The difficult challenge of making cuts to budgets while also ensuring patient choice and satisfaction is something every new clinical commissioning group (CCG) will face in coming months. How can NHS organisations give patients and the local community a say in how money is spent on their healthcare?
The STAR programme aims to help. It is developing a commissioning support package that will offer CCGs and health boards a new way to involve stakeholders in setting healthcare priorities. The Heath Foundation is working on the programme in partnership with the London School of Economics (LSE), PricewaterhouseCoopers and representatives from commissioning groups and public health observatories, building on our research into ‘Commissioning with the community’.
STAR stands for ‘Socio-technical Allocation of Resources’. It combines a rigorous, technical, value for money analysis with a social approach that involves commissioners, providers, the local public and patients. It was developed by an LSE team led by Professor Gwyn Bevan, as part of a programme of research funded by The Health Foundation from 2008 to 2010, and has been piloted successfully by both NHS Isle of Wight and NHS Sheffield.
The STAR programme aims to produce a toolkit that will be freely available to health services throughout the UK. The toolkit will have three parts:
Helen Knowles, Senior Public Health Manager at Bedfordshire CCG and a member of the STAR stakeholder group, says: ‘In the past, stakeholders have had variable involvement in decision making, depending on the area. The most exciting thing about this work is that we aim to involve stakeholders in a more meaningful way. If the toolkit is working well, it will make the information more readily accessible to stakeholders and lead to a better process for priority setting.’
Phil da Silva, Director of Commissioning Development at Derbyshire CCG, is another member of the stakeholder group. He says: ‘The ambition is to bring something together that uses a lot of the experience of commissioners, but in a simpler format. What’s exciting is the involvement of patients and population in planning and designing health services, along with clinicians.’

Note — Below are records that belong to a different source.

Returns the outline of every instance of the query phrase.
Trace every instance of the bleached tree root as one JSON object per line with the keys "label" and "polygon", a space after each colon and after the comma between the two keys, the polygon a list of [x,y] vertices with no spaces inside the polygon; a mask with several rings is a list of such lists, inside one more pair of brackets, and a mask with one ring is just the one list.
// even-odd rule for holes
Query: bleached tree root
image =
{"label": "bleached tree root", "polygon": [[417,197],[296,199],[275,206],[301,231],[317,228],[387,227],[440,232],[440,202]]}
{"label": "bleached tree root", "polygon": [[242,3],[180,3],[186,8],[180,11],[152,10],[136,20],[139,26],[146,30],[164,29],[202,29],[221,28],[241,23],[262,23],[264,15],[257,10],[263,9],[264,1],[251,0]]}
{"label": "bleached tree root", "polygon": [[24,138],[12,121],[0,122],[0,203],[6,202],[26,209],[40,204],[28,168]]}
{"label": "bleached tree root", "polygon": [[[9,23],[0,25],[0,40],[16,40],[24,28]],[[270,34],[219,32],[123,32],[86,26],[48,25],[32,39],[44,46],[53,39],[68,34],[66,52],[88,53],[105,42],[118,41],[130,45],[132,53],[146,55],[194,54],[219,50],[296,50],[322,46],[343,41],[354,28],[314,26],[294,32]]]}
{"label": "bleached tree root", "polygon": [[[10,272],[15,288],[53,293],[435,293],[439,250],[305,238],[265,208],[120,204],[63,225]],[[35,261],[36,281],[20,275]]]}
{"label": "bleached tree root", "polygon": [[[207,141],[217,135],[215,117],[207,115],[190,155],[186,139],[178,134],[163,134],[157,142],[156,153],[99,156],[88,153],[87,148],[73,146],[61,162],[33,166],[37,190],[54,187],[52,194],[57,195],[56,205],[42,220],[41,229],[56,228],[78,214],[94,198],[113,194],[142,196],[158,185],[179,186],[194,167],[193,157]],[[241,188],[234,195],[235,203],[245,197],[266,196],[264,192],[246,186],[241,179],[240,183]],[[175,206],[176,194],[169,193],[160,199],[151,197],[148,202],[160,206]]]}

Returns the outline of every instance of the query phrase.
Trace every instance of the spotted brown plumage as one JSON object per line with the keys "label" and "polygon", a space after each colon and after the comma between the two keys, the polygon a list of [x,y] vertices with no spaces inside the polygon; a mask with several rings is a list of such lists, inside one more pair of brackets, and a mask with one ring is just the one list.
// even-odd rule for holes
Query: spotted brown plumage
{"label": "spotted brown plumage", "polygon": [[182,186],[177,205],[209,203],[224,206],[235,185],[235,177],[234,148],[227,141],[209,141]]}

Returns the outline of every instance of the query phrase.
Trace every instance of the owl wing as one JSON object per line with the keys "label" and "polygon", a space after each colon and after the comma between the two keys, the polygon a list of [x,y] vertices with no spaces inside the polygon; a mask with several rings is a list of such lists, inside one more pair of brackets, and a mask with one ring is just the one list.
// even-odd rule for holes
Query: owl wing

Between 2008 and 2010, The Health Foundation supported a programme of research into value for money in healthcare at LSE. The LSE team combined concepts of cost effectiveness from health economics with the socio-technical approach of decision conferencing to help health services to improve value through commissioning decisions. Decision conferencing has been developed over the past thirty years to support decision making that involves multiple stakeholders and conflicting values.
The LSE team tested the approach successfully with NHS Isle of Wight and NHS Sheffield. The Isle of Wight PCT used the outcomes of its decision conferencing to set priorities in its use of growth money, for which it was awarded a prize by South Central SHA. The LSE team developed the approach further in collaboration with NHS Sheffield, and this informed the local commissioners in deciding how to reallocate resources within current budget limits.
The transparency of decision making offered by STAR may enable decisions to be made more quickly, as all stakeholders can see and understand the data. Ultimately, the programme aims to improve the health of patients and population, by enabling commissioning groups to involve the wider community in the decisions that affect them so greatly.